Author : Christopher Chase-Dunn
Publisher : Routledge
Page : 251 pages
File Size : 45,49 MB
Release : 2019-04-05
Category : Social Science
ISBN : 0429714416
This book demonstrates that Immanuel Wallerstein's reluctance to apply core and periphery to precapitalist transformations is a product of the way he views the luxury trade. It utilizes the study of different kinds of world-systems to explore how logics of social reproduction become transformed.
Author :
Publisher :
Page : 552 pages
File Size : 42,53 MB
Release : 1989
Category : Indians of Mexico
ISBN :
Author : Christopher T. Morehart
Publisher : University Press of Colorado
Page : 351 pages
File Size : 49,34 MB
Release : 2015-11-01
Category : Social Science
ISBN : 160732380X
The concept of surplus captures the politics of production and also conveys the active material means by which people develop the strategies to navigate everyday life. Surplus: The Politics of Production and the Strategies of Everyday Life examines how surpluses affected ancient economies, governments, and households in civilizations across Mesoamerica, the Southwest United States, the Andes, Northern Europe, West Africa, Mesopotamia, and eastern Asia. A hallmark of archaeological research on sociopolitical complexity, surplus is central to theories of political inequality and institutional finance. This book investigates surplus as a macro-scalar process on which states or other complex political formations depend and considers how past people—differentially positioned based on age, class, gender, ethnicity, role, and goal—produced, modified, and mobilized their social and physical worlds.
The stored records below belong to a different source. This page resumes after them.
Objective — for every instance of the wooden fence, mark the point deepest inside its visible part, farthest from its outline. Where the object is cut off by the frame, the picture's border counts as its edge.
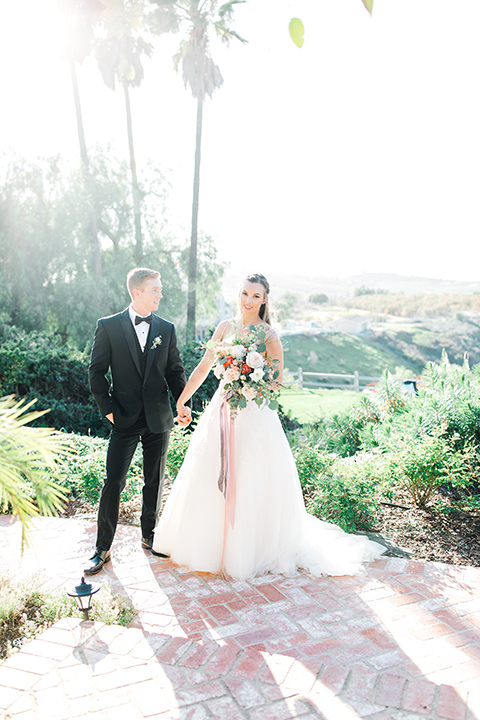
(303, 379)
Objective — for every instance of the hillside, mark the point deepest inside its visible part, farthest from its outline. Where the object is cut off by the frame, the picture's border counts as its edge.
(337, 287)
(339, 353)
(391, 345)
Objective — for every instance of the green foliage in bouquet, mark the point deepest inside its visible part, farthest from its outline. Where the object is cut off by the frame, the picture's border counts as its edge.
(248, 375)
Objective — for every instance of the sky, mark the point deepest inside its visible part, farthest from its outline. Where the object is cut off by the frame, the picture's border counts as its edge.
(359, 152)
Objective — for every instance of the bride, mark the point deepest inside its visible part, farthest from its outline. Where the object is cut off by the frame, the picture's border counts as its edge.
(261, 525)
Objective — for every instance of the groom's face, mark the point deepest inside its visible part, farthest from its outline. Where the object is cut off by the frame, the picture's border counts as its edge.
(148, 296)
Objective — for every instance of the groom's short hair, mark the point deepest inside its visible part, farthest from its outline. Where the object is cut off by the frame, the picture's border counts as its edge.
(137, 277)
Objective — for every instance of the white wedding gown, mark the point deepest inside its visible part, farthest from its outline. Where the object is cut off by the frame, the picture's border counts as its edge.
(272, 531)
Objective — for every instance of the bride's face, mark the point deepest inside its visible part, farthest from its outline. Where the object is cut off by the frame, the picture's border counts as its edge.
(251, 298)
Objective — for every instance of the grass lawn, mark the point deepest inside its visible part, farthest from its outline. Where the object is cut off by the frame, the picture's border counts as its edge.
(309, 405)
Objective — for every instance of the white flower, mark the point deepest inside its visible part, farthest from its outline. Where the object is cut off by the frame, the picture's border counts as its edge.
(254, 359)
(237, 351)
(232, 374)
(248, 393)
(257, 374)
(218, 371)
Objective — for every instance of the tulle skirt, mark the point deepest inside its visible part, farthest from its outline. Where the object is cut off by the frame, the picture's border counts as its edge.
(270, 530)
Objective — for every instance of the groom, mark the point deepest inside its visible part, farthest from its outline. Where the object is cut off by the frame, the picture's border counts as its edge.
(140, 351)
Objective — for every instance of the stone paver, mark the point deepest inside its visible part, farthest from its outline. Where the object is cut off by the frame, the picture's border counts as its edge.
(400, 642)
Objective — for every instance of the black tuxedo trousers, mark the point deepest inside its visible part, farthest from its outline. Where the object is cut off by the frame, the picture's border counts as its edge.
(138, 398)
(121, 447)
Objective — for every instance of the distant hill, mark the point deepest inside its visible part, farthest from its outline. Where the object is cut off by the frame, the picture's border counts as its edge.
(335, 287)
(394, 346)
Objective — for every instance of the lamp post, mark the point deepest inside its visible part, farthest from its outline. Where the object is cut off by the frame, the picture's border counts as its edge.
(83, 593)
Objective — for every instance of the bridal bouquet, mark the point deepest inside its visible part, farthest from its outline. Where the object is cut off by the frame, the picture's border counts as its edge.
(247, 374)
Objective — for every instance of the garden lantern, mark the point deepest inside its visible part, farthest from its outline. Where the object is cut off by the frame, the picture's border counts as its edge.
(83, 593)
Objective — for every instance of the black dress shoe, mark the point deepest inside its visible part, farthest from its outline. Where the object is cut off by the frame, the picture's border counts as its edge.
(100, 559)
(147, 543)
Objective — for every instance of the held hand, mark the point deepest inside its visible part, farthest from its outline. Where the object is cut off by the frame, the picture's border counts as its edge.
(184, 416)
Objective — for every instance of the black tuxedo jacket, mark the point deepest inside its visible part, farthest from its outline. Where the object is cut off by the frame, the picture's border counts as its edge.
(132, 390)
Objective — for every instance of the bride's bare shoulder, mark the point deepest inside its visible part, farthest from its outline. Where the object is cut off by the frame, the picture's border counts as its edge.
(223, 329)
(271, 333)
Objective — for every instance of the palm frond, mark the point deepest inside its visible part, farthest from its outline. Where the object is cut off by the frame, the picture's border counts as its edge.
(29, 464)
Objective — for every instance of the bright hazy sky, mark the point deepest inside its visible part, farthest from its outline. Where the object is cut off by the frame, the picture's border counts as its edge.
(359, 152)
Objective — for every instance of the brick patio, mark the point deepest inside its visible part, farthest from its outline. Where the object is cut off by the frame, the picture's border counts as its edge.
(401, 642)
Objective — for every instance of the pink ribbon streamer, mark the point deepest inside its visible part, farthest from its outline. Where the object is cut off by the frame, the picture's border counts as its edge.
(226, 479)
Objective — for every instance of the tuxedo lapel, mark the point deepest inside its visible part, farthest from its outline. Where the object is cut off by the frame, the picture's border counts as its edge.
(154, 333)
(130, 338)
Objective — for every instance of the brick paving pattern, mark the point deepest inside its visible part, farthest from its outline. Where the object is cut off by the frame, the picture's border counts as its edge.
(400, 642)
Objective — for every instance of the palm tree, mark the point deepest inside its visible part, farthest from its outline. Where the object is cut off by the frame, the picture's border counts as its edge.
(29, 460)
(203, 76)
(81, 16)
(119, 59)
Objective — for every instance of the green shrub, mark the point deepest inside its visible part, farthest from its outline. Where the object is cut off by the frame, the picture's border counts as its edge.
(83, 472)
(310, 462)
(36, 365)
(424, 464)
(347, 493)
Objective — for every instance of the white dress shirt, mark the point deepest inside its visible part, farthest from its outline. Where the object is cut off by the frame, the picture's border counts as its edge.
(142, 329)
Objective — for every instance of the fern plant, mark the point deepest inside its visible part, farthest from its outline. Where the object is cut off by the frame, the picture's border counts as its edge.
(29, 464)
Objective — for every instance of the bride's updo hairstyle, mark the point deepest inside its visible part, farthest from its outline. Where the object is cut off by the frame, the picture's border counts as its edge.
(264, 307)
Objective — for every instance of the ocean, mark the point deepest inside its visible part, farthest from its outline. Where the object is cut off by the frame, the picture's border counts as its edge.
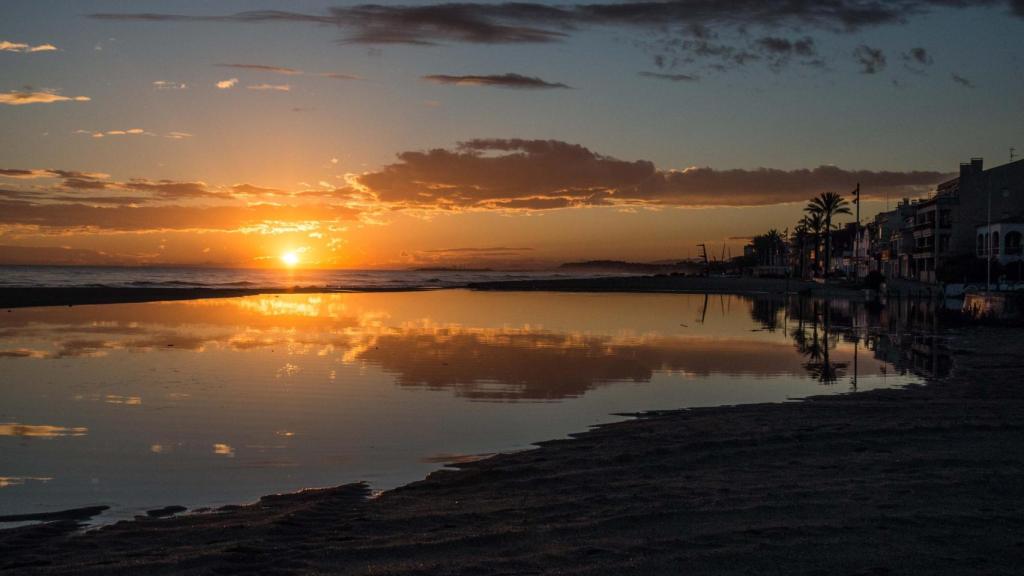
(335, 280)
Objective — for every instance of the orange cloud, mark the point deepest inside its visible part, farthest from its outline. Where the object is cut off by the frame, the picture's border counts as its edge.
(37, 96)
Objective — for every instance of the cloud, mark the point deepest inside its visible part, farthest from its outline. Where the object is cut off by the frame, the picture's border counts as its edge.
(6, 46)
(338, 76)
(37, 96)
(962, 81)
(270, 87)
(499, 80)
(126, 132)
(534, 22)
(141, 218)
(918, 56)
(517, 174)
(32, 173)
(871, 60)
(250, 190)
(264, 68)
(671, 77)
(716, 36)
(171, 189)
(168, 85)
(496, 249)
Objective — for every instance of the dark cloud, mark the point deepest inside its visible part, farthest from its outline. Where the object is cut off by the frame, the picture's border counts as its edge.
(714, 34)
(530, 174)
(918, 56)
(531, 22)
(526, 22)
(707, 187)
(871, 60)
(515, 174)
(171, 189)
(671, 77)
(962, 81)
(139, 218)
(499, 80)
(32, 173)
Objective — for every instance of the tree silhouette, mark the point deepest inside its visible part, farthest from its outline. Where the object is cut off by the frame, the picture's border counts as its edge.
(827, 205)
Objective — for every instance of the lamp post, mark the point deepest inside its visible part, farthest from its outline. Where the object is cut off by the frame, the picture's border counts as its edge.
(988, 245)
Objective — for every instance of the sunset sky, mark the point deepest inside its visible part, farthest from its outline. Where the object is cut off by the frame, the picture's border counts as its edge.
(400, 134)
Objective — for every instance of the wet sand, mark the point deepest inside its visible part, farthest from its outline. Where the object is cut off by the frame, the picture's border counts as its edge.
(928, 480)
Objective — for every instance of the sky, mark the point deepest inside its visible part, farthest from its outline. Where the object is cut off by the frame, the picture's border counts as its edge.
(484, 134)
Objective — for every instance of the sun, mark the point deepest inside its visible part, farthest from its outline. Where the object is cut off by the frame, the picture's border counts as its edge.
(290, 258)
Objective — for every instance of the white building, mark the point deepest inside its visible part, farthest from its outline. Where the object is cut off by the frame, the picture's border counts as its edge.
(1004, 239)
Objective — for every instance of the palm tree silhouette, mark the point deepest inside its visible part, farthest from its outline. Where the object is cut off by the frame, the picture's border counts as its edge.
(814, 224)
(827, 205)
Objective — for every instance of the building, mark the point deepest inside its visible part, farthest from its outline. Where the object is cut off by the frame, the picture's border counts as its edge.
(1001, 243)
(938, 241)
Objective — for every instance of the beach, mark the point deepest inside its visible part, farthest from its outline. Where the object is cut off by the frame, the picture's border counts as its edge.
(925, 480)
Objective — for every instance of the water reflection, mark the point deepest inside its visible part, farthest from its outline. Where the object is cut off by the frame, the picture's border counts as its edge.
(220, 401)
(39, 430)
(526, 362)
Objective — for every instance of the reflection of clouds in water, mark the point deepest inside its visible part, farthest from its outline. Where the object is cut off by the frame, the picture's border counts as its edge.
(8, 481)
(509, 363)
(23, 353)
(126, 400)
(39, 430)
(455, 458)
(506, 364)
(223, 450)
(289, 369)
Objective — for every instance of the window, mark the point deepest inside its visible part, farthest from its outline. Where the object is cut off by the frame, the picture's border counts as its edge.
(1013, 241)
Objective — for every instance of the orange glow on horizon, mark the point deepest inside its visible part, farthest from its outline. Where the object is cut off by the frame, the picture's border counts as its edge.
(290, 258)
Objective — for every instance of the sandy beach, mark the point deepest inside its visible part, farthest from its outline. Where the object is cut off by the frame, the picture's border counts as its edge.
(919, 481)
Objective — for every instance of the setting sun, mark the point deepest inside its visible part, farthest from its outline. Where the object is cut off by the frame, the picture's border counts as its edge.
(290, 258)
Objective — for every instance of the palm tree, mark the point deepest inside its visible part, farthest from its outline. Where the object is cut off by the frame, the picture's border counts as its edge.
(814, 224)
(827, 205)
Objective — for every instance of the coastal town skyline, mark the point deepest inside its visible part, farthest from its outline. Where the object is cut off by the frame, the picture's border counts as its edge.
(256, 134)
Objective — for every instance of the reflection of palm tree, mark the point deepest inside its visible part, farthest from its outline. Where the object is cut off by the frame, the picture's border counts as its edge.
(765, 312)
(819, 365)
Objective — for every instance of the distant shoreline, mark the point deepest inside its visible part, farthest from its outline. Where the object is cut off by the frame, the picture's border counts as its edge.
(11, 297)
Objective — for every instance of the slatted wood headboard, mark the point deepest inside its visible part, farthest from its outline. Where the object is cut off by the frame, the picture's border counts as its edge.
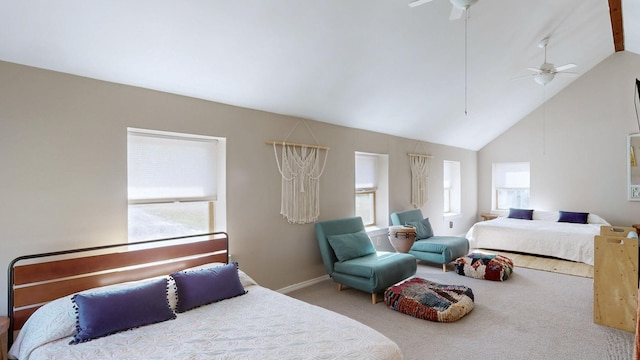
(39, 278)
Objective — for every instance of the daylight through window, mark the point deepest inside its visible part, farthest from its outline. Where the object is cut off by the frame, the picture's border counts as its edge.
(171, 180)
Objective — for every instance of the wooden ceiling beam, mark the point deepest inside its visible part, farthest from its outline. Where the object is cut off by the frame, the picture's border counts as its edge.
(615, 11)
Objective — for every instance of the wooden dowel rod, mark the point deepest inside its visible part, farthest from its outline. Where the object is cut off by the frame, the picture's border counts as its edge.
(421, 155)
(298, 145)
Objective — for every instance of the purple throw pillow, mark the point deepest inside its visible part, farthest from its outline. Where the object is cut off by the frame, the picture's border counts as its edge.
(200, 287)
(104, 313)
(573, 217)
(524, 214)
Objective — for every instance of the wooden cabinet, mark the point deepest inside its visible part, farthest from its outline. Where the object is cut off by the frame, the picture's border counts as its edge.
(4, 326)
(615, 279)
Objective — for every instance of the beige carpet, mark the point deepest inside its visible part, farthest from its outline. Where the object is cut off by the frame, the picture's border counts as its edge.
(547, 264)
(534, 315)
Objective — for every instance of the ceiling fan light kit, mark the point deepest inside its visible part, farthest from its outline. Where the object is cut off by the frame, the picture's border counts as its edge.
(463, 4)
(547, 71)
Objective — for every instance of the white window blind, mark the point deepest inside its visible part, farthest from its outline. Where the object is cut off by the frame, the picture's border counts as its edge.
(511, 175)
(366, 171)
(164, 167)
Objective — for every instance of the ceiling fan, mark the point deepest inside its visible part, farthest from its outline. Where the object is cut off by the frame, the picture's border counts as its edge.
(459, 6)
(547, 72)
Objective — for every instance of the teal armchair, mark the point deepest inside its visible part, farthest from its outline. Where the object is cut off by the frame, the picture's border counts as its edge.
(351, 259)
(427, 247)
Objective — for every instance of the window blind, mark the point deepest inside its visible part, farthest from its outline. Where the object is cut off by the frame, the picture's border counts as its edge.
(511, 175)
(165, 167)
(366, 170)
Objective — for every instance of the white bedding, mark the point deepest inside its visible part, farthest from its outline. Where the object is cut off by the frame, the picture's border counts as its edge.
(541, 236)
(261, 324)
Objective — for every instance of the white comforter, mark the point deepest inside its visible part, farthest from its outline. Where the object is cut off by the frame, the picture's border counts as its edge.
(261, 324)
(542, 237)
Placing the concept of surplus at the forefront of archaeological discussions on production, consumption, power, strategy, and change, this volume reaches beyond conventional ways of thinking about top-down or bottom-up models and offers a comparative framework to examine surplus, generating new questions and methodologies to elucidate the social and political economies of the past. Contributors include Douglas J. Bolender, James A. Brown, Cathy L. Costin, Kristin De Lucia, Timothy Earle, John E. Kelly, Heather M. L. Miller, Christopher R. Moore, Christopher T. Morehart, Neil L. Norman, Ann B. Stahl, Victor D. Thompson, T. L. Thurston, and E. Christian Wells.